The good folks over at the Washington Center for Equitable Growth recently put out an issue brief (based on a larger academic study) by T. William Lester, a Professor a UNC Chapel Hill entitled “The consequences of higher labor standards in full service restaurants” that I found utterly fascinating. In a comparison of restaurants in the Research Triangle area of North Carolina and the city (and county!) of San Francisco, they observe distinct situations for labor, stemming in part from the different policy choices of their respective local governments. San Francisco has some of the highest labor standards (mandated by local government policy) in the US – Research Triangle falls significantly lower on that scale. The study really brings out the differences between the two.

In San Francisco, because wages are higher, restaurants have incentive to limit turnover, to minimize time and resources spent training. They also encourage professional development among employees, sometimes designed around team building exercises. People tend to spend years working happily in the same place, and the quality of service is improved by that. Thinking back on my time there, I’d say it’s quite true that there is a strong sense of camaraderie among service industry workers, and that employers tend to approach their employees as people, rather than just tools with inconvenient emotional traits. I think that’s partially a culture thing – and I think San Francisco is special, even in the Bay Area, as a place where people really work at not being assholes to each other at work. Outside of work, its maybe a different story. But anyways…

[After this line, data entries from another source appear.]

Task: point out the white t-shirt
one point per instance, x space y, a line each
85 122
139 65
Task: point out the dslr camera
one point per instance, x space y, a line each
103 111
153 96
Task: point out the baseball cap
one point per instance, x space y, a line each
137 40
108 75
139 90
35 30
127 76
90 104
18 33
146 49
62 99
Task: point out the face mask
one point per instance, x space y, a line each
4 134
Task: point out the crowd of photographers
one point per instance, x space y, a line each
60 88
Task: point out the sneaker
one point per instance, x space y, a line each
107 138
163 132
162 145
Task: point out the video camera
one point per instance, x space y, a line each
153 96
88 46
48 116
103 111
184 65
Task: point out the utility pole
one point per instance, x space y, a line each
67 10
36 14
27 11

The contrast of North Carolina is stark – hiring practices are very machine like, because turnover is higher. I’ve seen this side of the service industry as well – it can be dehumanizing, the online job applications, the cattle call interviews and the cookie cutter training. But people don’t stick around to work crap jobs and be treated like objects, so turnover is high, and restaurants have to deal with that. And they have to commit considerable resources to the activity of hiring and shuffling and dealing with people they don’t know all the time. I’m sure managing a large restaurant that way would be soul sucking work. Even the most stout-hearted person in the world would become a merciless tyrant after a few years in a place like that.

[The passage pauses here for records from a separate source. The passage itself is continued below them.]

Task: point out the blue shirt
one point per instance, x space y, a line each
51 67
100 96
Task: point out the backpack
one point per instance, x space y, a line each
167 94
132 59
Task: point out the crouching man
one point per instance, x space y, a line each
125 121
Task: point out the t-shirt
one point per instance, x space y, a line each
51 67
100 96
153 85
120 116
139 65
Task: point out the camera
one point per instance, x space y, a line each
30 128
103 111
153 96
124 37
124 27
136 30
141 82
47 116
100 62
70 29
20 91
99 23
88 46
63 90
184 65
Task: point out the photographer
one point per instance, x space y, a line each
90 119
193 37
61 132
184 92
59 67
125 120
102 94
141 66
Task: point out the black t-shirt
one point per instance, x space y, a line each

I’ve occasionally wondered what my life would have been like if I had stayed in San Francisco and committed to the culinary life. It’s a great town to cook in – and from the sound of it, cooking there is a career, and not a bad one either. Arduous, sure. But most places have health benefits, and when they don’t the City actually provides basic health benefits at low cost to workers. Moreover, the data suggests a convergence of wages between back-of-house and front-of-house positions that increases the general sense of equality among workers, and helps break down long standing racial and ethnic stereotypes rampant in the service industry. It makes me really happy to know that policy really does make a difference in regular people’s lives, especially over the medium and long term. I remember when the City passed a minimum wage of $8.75 (I think) back in 2003, and my boss at the time was just bitter about it. The Golden Gate Restaurant Association was super bent about the whole thing, saying that raising wages would ruin the industry. Turns out, it made it way better, both for the customers (who now enjoy exceptionally high levels of service) and labor.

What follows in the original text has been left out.